My turn left moment was disobeying my parents and going outside as a young child. If I had stayed inside (or at least thought about it for another 15 seconds), I would not have been run over by a lawn tractor and lost my right arm.

Another one was taking an internship in Jacksonville, FL. A few weeks after accepting it my new GF's family had to move there and we got to continue dating. We had only known each other for a few weeks at that point and likely would have lost touch if living in different cities. Our 25th anniversary is next August.
 
I once had a big argument with an acquaintance (I'd never call us friends, though we got along okay usually). We both apologized and put it behind us. A few weeks later, in a conversation between a whole group of us, he grinned at me and parroted a line I had used in that big argument (a rather melodramatic one). He meant it in good faith, as a friendly joke, but I was still ashamed and turned away briefly. Silence rather than a grin or joking response. We never became friends (though we certainly weren't enemies) and we lost contact when the group (this was in school) broke up when school finished. I've always regretted it, because I've always had the strong feeling that I blew the chance to bring our relationship from casual acquaintance into actual friend. He reached out to me to make that connection, and I turned away. That was the moment that either took our relationship to that next step or let it stagnate and never achieve anything. And because to me all strong emotion is retained- my emotional memories never really leave me in the first place, but remain "present"- I'm always quite accutely aware of the missed opportunity. I regret that instinctive shamed response.

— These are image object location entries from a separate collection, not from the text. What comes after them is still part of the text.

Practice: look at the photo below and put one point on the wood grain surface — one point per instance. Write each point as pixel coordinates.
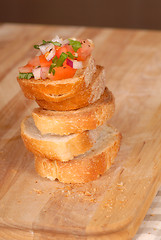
(113, 206)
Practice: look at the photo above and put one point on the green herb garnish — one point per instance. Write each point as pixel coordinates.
(61, 59)
(26, 75)
(53, 71)
(75, 44)
(70, 55)
(55, 59)
(45, 42)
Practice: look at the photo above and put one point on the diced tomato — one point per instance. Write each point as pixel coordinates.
(60, 50)
(44, 62)
(85, 50)
(34, 61)
(63, 72)
(25, 69)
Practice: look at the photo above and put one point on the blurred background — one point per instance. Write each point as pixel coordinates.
(144, 14)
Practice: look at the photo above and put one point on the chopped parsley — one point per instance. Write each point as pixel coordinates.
(62, 58)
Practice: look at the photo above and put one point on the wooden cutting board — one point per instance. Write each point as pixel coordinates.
(113, 206)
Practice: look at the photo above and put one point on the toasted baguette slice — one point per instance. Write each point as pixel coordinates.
(56, 147)
(48, 89)
(86, 167)
(83, 97)
(75, 121)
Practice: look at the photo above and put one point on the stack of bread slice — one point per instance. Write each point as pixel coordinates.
(68, 133)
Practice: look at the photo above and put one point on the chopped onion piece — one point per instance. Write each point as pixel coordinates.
(57, 39)
(36, 72)
(77, 64)
(50, 55)
(74, 63)
(46, 48)
(44, 72)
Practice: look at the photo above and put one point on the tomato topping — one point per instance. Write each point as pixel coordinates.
(44, 62)
(63, 72)
(34, 61)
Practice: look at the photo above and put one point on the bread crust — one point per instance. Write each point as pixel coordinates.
(83, 168)
(59, 90)
(81, 99)
(75, 121)
(56, 148)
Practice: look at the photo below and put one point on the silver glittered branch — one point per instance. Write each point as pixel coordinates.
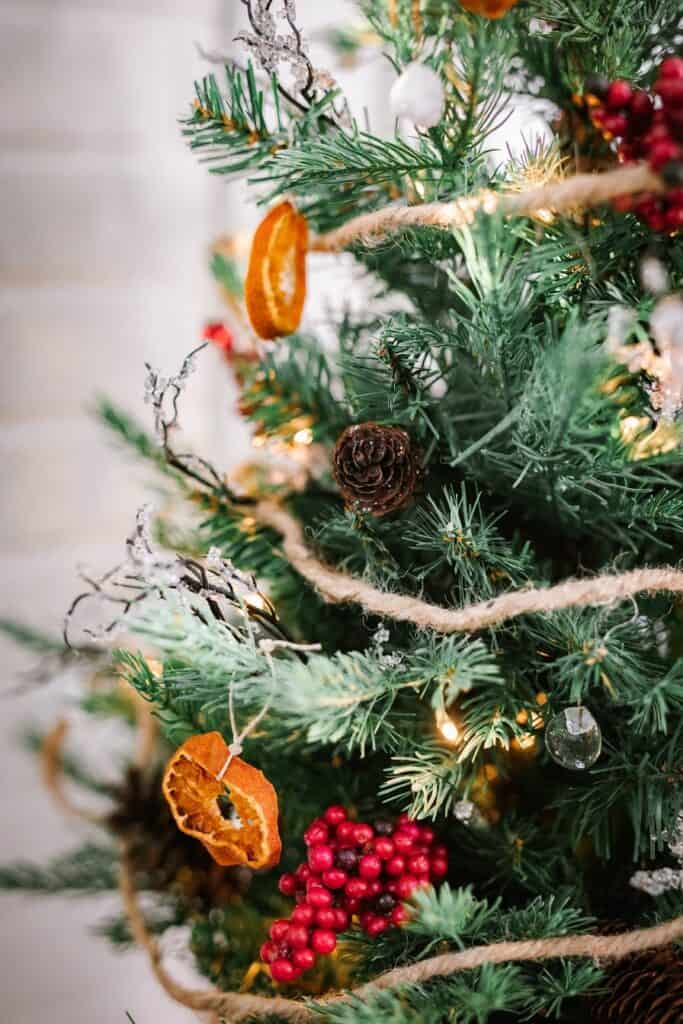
(664, 880)
(211, 588)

{{{{hug}}}} That's some incredible insight. And how to this day you remember that and think about it deserves another {{{hug}}}

Too many. I'm not even sure I should be posting on this message board right now.

:lol: Morning coffee spew!!!!! :lol:

A couple of years ago I was in a cantina waiting to meet some friends. This guy introduced himself and offered to buy me a drink, the cantina wasn't exactly a singles bar, but I had let myself hook up with guys there before. However my friend were due soon so I politely turned him down. Hours later I leave a little drunk and this guy grabs me and beats me up with a brick. If I had accepted a drink or two, excused myself after the arrival of my friends maybe things would have been different, truth be told he was hansom (that's what I told the police) and I had almost said yes.

My nose looks much prettier now.


{{{{{massive hugs}}}}


This is such an amazing thread.
 
mine big one would be if i decided to stick with my origional choice of university.
i choose manchester but decided to go to Leeds.
that would of been a big changer as i would of stayed at home for mancheter and moved away for leeds
 
There are many of these moments in my life...

For instance, when I was 13, my parents asked me if I was interested in going out one evening and learning about a youth organization. If I had turned them down, I wouldn't have joined, and wouldn't have met the truest friends in my life. One of these friends eventually married my sister, and they are now raising two wonderful children.